Luiz Silveira/Agência CNJ

Uma das razões que explicam a demora no cumprimento da decisão do STF, segundo o juiz criminal e de execuções criminais Luiz Augusto Barrichello Neto, está justamente na falta de um levantamento de quantas mulheres são mães. “Quando a mulher é presa, nem sempre temos a informação de que ela tem filhos, ou, se tem, se são menores de 12 anos”, afirma. “Logo após a decisão do STF, cada presídio precisou fazer um levantamento para colher essas informações e então encaminhar a relação para os juízes analisarem os casos novamente.” Depois disso, é preciso de uma nova análise para que o caso se adeque à decisão do STF — só vale para presas provisórias que não tenham cometidos crimes com violência ou ameaça à pessoa, como homicídio. Porém, no momento da análise, o entrave para a execução da medida se dá, principalmente, por questões morais dos próprios juízes.
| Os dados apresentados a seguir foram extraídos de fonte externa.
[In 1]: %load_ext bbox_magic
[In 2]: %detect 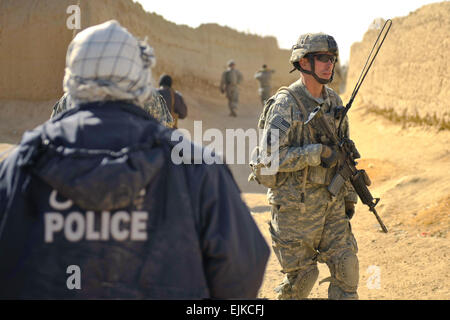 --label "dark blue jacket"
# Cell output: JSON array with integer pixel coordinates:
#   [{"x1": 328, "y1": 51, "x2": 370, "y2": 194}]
[{"x1": 0, "y1": 102, "x2": 269, "y2": 299}]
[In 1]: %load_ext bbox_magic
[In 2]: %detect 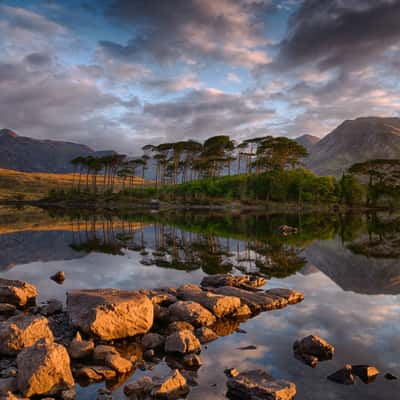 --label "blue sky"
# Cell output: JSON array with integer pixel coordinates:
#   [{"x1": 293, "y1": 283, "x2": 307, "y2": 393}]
[{"x1": 0, "y1": 0, "x2": 400, "y2": 154}]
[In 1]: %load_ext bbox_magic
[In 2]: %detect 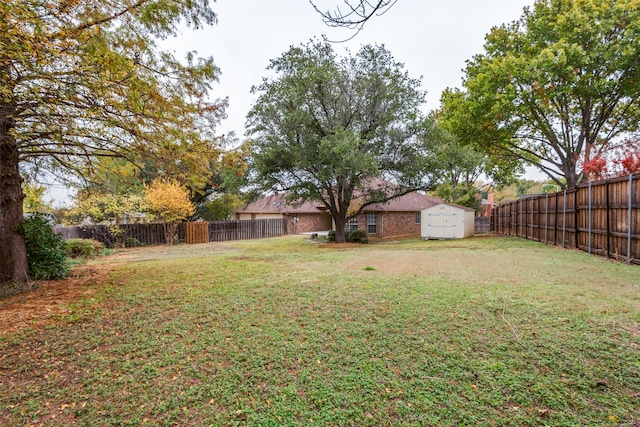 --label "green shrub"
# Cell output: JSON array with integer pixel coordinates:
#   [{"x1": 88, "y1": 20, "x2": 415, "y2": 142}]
[
  {"x1": 345, "y1": 230, "x2": 369, "y2": 243},
  {"x1": 124, "y1": 237, "x2": 142, "y2": 248},
  {"x1": 67, "y1": 239, "x2": 104, "y2": 258},
  {"x1": 17, "y1": 214, "x2": 69, "y2": 280}
]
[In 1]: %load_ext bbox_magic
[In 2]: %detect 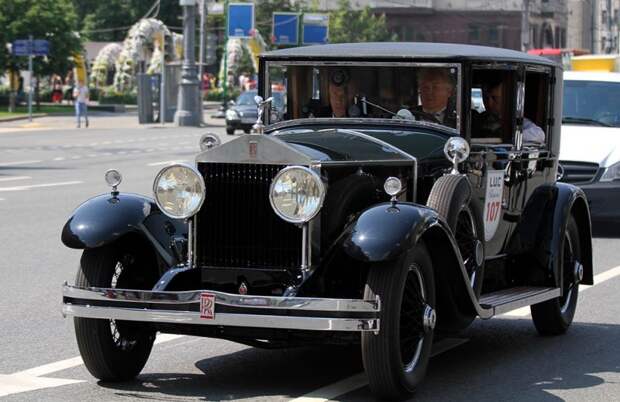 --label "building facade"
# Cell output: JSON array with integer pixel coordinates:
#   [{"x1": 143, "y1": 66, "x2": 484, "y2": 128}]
[{"x1": 318, "y1": 0, "x2": 568, "y2": 50}]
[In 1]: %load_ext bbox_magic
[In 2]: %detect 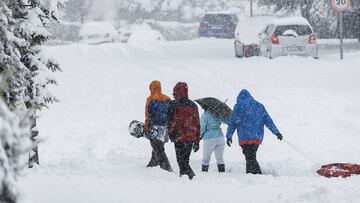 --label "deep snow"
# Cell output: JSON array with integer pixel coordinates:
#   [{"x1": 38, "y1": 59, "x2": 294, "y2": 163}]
[{"x1": 20, "y1": 39, "x2": 360, "y2": 203}]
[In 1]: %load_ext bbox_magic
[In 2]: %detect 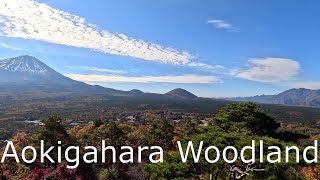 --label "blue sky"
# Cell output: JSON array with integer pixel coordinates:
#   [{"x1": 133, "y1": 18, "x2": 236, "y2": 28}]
[{"x1": 0, "y1": 0, "x2": 320, "y2": 97}]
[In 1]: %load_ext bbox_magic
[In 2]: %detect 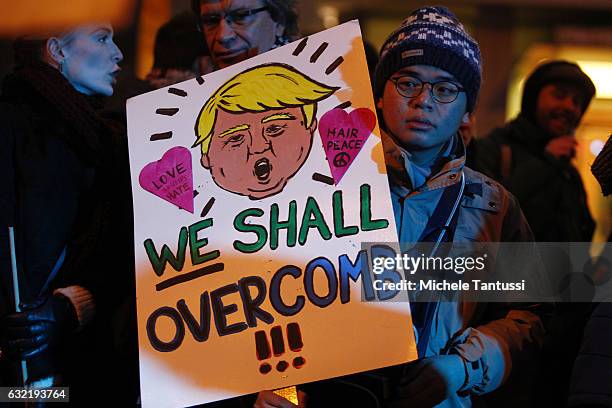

Presidente do Instituto de Defesa do Direito de Defesa (IDDD), Fábio Tofic Simantob afirma que dos casos acompanhados pela entidade, metade das mulheres ainda não foram soltas. “A decisão do STF é cartesiana, não há o que não entender, mesmo assim, seu cumprimento tem sido parcial”, diz. “Há um parecer em que o habeas corpus foi negado porque, quando a mulher foi presa, estava no bar, e concluiu-se que não estava preocupada com a criança. Falariam isso de um pai? Não. Mas da mãe, sim.”

Brasileirinhos

A posição do STF foi tomada levando em consideração a falta de estrutura para garantir o bem-estar da relação entre mães e crianças, chamadas pelo ministro Ricardo Lewandowski de “brasileirinhos”. “Temos mais de 2.000 pequenos brasileirinhos que estão atrás das grades com suas mães, sofrendo indevidamente, contra o que dispõe a Constituição, as agruras do cárcere”, disse, durante a votação. Para ter mais precisão sobre esse cenário, o Conselho Nacional de Justiça (CNJ) criou o Cadastro Nacional de Presas Grávidas e Lactantes. Desde janeiro, tem vistoriado presídios brasileiros para levantar quem são e como vivem as mulheres nessas condições. A juíza auxiliar da presidência do CNJ, Andremara dos Santos, que realiza o trabalho, salienta a necessidade de criar uma padronização para os serviços de assistência. Nas vistorias, os quadros são os mais diversos. Em um presídio de São Paulo, havia 14 bebês sem registro de nascimento. No Distrito Federal, quatro bebês não tinham tomado as vacinas necessárias após o parto. Segundo Santos, a função do levantamento é, também, a de combater a violência contra a mulher. O estudo “Nascer nas Prisões”, da Fundação Oswaldo Cruz, mostra que essa violência é real e recorrente: mais de um terço das presas grávidas usa algemas na internação para o parto. Negar acesso à saúde também é um tipo de violência: 55% tiveram menos consultas de pré-natal do que o recomendado, 32% não foram testadas para sífilis e 4,6% das crianças nasceram com sífilis congênita.

Esterilizada à força

O mesmo poder público incapaz de garantir o direito à vida de crianças filhas de mães presas se mostra ainda mais perverso ao esterilizar mulheres compulsoriamente. Mesmo a prática sendo vetada pela Constituição, uma mulher de 36 anos foi submetida a uma laqueadura depois de dar à luz, em fevereiro, sem nem saber que iria passar pelo procedimento. Moradora de rua da cidade de Mococa (SP), ela está presa desde novembro passado, acusada de tráfico de drogas. O pedido de esterilização partiu do promotor Frederico Barruffini, para quem a cirurgia seria “eficaz para salvaguardar a sua vida”, e foi aceito pelo juiz Djalma Moreira Gomes Junior. O argumento do promotor não tem amparo legal, já que a laqueadura só pode ocorrer se a decisão partir da própria pessoa. No âmbito da saúde, caso a preocupação fosse a vida da mulher, ela deveria ser encaminhada a um tratamento de dependência química, não passar por uma mutilação.